To prevent this, the Bus Interface Unit (BIU) includes logic to detect when
a full cache line has been written by the processor before the linefill has
completed. If this situation is detected on three consecutive linefills, it
switches into read allocate mode. When in read allocate mode, loads
behave as normal and can still cause linefills, and writes still lookup in the
cache but, if they miss, they write out to L2 rather than starting a linefill.
The BIU continues in read allocate mode until it detects either a cacheable
write burst to L2 that is not a full cache line, or there is a load to the same
line as is currently being written to L2.
I'm sorry but I cannot catch your concerning point.
The statements which you referred only describes that the sequential data will bypass the data cache if CPU had noticed the sequential property of data before starting the cache refill (i.e read or write allocation).
Regarding "Read allocate will impact bzero performance or not", the answer would be NO, because the read allocate would not happen.
Thanks a lot for your comments.
Do you mean that the scenario what I described will not trigger read allocate mode?

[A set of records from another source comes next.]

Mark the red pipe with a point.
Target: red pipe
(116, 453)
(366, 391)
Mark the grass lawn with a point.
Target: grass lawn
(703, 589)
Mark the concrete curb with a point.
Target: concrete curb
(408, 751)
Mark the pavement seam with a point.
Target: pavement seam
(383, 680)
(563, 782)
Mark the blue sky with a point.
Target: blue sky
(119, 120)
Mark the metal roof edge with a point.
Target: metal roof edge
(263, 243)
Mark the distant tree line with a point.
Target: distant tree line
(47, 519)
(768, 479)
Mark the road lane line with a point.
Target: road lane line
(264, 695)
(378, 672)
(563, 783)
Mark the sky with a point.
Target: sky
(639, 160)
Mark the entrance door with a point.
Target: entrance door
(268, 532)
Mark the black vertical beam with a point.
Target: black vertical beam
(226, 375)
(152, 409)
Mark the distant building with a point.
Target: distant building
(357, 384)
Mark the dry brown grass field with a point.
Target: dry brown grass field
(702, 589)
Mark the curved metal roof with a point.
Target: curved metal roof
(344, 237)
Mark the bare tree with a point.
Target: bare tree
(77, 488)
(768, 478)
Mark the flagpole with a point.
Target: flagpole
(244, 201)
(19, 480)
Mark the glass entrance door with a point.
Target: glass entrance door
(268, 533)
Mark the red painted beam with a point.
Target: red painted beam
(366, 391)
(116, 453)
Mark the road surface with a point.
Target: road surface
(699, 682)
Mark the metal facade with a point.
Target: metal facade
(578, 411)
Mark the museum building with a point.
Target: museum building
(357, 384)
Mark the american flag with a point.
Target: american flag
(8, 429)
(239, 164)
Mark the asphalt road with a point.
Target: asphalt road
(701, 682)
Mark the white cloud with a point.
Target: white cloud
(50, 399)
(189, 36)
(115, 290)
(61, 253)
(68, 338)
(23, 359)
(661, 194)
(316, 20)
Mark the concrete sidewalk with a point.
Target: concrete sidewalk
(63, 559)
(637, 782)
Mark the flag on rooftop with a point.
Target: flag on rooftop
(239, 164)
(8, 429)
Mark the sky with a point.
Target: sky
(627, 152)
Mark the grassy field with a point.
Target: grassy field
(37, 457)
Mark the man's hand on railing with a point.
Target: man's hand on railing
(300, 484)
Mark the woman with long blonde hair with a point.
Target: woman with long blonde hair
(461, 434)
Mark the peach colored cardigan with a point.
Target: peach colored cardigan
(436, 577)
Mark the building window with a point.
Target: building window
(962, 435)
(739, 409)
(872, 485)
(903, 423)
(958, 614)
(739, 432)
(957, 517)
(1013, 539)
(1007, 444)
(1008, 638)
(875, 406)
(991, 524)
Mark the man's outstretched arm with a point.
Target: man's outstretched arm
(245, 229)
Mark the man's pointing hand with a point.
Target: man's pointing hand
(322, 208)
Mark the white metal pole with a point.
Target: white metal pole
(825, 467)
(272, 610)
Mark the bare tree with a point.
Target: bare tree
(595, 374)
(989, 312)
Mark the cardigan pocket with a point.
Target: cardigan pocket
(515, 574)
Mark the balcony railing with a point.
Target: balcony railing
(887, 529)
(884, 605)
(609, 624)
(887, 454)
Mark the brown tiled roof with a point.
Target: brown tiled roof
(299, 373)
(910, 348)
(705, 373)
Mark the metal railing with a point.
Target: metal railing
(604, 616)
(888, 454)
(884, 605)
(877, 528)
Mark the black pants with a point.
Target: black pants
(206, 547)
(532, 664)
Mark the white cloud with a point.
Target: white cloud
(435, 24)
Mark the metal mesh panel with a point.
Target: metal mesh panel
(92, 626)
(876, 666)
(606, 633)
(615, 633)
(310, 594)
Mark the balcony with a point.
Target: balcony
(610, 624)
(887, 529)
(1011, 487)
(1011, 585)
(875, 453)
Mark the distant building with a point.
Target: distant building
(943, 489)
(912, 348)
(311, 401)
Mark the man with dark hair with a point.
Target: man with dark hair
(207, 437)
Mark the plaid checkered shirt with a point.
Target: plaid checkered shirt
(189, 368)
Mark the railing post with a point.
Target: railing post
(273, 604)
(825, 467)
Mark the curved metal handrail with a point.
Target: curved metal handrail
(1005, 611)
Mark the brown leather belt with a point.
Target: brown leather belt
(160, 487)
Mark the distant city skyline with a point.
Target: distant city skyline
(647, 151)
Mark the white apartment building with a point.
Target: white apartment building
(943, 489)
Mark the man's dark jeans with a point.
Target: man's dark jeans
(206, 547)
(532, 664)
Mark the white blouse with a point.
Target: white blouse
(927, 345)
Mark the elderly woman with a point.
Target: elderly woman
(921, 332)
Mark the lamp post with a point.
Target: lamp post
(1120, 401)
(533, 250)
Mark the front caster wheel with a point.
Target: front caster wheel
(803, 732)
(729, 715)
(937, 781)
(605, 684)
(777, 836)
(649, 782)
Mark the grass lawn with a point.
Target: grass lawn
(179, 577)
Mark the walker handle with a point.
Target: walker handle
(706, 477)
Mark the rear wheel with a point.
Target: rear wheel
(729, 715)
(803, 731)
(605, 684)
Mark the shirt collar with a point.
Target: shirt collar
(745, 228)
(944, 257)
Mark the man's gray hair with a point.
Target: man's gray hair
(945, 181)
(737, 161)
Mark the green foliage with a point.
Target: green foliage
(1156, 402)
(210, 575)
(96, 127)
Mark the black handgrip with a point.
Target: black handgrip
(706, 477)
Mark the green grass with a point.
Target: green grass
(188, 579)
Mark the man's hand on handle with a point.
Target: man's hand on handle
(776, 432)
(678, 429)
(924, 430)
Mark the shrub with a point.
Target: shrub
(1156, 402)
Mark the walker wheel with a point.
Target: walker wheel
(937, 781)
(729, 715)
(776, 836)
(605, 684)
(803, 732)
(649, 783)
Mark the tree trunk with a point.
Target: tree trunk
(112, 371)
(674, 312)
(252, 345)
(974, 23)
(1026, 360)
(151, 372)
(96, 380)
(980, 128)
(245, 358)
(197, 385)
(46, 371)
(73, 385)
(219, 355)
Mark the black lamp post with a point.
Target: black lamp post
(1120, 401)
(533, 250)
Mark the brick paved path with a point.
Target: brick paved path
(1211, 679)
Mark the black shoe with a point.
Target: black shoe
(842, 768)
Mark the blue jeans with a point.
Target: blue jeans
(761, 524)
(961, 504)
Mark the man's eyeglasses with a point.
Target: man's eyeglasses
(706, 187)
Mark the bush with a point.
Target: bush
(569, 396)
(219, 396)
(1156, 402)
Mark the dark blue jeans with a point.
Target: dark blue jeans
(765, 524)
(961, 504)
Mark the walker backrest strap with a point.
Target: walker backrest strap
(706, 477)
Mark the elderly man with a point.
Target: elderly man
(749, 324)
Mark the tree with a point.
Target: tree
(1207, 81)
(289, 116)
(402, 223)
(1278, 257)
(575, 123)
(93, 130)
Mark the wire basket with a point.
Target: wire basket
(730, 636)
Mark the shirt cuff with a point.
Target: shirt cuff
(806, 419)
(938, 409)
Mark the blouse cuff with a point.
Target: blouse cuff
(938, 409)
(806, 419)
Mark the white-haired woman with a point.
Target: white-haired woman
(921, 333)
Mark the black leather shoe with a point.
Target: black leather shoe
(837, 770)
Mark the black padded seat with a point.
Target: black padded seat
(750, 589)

For bzero test in lmbench, it will call memset to clear sequential memory. This may trigger Read allocate condition that detect three consecutive linefills.
Is my understanding correct?
of course you are right.
I understood your question was the affect for performance of bzero by Read Allocate Mode.
Therefore, I answered there would not be no affect.
My understanding of the statements is that any write will bypass the data cache if it fell into Read Allocate Mode. This means that to back to Write Allocate Mode, at least one read will be necessary.
Regarding bzero (or memset) case, as there are only sequential write, the Read Allocate Mode will not decrease the performance.